Duty isn't abandonment

On Oct. 21, the New York Post featured a story about a married mother of four who abandoned her family to join the Occupy Wall Street protests.

 

According to the article, her initial plan was to stay only a week. Once she arrived, she now has no plans to return. She exchanged her banker husband and children for a new companion she met at the protest site – a waiter eight years her junior. She exchanged her Florida home for an air mattress and a tarp she shares with her new friend.

Her explanation is appalling and insulting to all who serve our nation, likening her abandoning her family to military service: “Military people leave their families all the time, so why should I feel bad?”

Her comparing her actions to military service offends the senses.
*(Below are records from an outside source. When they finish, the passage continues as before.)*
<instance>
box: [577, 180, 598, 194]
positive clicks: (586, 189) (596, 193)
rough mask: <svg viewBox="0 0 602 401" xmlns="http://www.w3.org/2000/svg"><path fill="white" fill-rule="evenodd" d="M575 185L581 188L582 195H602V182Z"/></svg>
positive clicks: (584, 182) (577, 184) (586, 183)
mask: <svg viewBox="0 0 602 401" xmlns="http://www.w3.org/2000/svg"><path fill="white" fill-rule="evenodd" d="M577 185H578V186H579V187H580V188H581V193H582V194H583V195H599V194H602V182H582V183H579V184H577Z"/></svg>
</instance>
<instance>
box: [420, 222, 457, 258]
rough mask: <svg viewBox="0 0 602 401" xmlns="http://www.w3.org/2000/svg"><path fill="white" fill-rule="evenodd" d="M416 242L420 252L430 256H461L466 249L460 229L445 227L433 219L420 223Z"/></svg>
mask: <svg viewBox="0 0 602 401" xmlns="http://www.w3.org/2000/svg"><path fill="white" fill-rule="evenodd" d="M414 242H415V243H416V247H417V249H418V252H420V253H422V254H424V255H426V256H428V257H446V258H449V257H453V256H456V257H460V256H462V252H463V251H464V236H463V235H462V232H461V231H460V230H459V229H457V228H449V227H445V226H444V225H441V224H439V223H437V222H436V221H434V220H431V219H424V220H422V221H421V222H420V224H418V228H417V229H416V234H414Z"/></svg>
True, soldiers, Marines, airmen and sailors leave our families. But we do not choose where to go, or choose causes we support, but we go where our nation sends us. We deploy to hostile areas, with real bullets, where people bleed and die – and not to city parks, as the article mentions, where “hugs” are dispensed at the “empathy table.”

When we leave, we do not abdicate our family responsibilities, leaving them with no plans to return, but while serving our nation, even while deployed, we provide for our families and fulfill our responsibilities.

At the conclusion of my current tour, I will have “left my family” for about 25 percent of my military career – embarrassingly short compared to many of my fellow soldiers. But even so, I did not “leave” them to pursue my fancies, to join a communal protest, or for the purpose of evading my family responsibilities. Every day, when I come home to my empty apartment, I give thanks for my family, who serve their nation by allowing me to be here.

Maj. Robert Lyons

Evans

(The writer, a U.S. Army chaplain, is serving a tour of duty in Germany.)